In the national security realm, Trump has needlessly alienated America’s friends and shown himself decidedly unserious about addressing the paramount vulnerability of our country, which is our rapidly accruing national debt. His budget request would wildly expand deficit spending, relying on draconian cuts to small-ticket discretionary items (like the State Department budget) without addressing the entitlements elephant that will very quickly crowd out all other government spending - even before the interest rate hikes the Federal Reserve has initiated kick in to bond market prices. To the president’s credit, he did make clear his priorities. Budgets are, after all, documents that reveal governing priorities. But Trump doesn’t appear to have legislative support to pass such a budget. Coming on the heels of other legislative failures, the budget is more likely to highlight the president’s ineffectualness at governing.
The selection of reasonable men for the cabinet’s national security portfolios, and fortuitous immolation of the deeply compromised national security advisor Mike Flynn, has attenuated concern about the Trump administration’s handling of foreign policy.

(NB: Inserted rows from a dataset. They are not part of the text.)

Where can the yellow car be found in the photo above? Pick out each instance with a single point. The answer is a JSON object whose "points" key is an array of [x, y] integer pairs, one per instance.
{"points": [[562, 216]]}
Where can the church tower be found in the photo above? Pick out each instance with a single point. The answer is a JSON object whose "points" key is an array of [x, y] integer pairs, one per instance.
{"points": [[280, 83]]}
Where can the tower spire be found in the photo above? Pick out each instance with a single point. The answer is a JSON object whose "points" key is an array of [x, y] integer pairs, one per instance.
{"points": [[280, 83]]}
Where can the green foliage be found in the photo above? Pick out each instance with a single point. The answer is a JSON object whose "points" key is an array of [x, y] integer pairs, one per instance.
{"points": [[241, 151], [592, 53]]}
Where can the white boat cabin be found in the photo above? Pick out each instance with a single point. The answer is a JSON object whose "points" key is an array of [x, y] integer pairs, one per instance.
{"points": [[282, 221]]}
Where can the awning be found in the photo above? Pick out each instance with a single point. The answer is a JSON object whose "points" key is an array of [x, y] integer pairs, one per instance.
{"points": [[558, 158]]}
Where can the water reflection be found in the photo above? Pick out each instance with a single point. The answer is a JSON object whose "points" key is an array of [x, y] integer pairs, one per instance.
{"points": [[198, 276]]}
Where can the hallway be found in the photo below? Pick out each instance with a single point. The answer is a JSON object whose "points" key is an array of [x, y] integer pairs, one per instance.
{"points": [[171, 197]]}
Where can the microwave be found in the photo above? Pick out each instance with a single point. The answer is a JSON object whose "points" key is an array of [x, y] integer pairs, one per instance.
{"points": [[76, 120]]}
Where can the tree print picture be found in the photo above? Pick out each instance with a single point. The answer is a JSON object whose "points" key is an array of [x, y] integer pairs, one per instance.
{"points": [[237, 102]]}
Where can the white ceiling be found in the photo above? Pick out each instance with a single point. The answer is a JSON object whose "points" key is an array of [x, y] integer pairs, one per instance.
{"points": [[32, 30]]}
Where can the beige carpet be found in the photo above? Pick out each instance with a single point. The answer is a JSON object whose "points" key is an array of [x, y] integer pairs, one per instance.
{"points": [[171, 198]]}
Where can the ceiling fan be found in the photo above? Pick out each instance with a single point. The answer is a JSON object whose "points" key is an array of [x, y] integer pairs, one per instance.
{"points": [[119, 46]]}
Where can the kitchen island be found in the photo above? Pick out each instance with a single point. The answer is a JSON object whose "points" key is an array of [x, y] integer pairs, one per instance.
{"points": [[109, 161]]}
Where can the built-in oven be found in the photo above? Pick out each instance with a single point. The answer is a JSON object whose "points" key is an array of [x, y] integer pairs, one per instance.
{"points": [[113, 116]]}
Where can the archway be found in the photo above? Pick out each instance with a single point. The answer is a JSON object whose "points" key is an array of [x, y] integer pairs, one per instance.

Meanwhile, the unfolding of Syria policy seems likely to parallel in its deficiencies the characteristics of the president’s domestic policies. A reasonable but unarticulated policy driven by the DOD has emerged: Increase the pace of military operations to defeat the Islamic State, leave President Bashar al-Assad in place to prevent a post-Islamic State power vacuum, prioritise co-operation against the Islamic State in relations with Middle East countries over concerns about domestic governance or their conduct of military operations, and respect Russian interests. In the space of 24 hours by Trump’s reaction to the 25th or so use of chemical weapons by the Assad government, he changed course, electing to punitively strike a jointly manned Syrian-Russia air base from which the attack was launched.
Maybe none of this will matter to the president’s supporters but if the characteristics on display in the health care thrust and Syria are indicative of Trump’s governing skills, not even the deliberative men of his cabinet can compensate for these deficiencies.
In the American system of government, there’s no way to marginalise the influence of the president.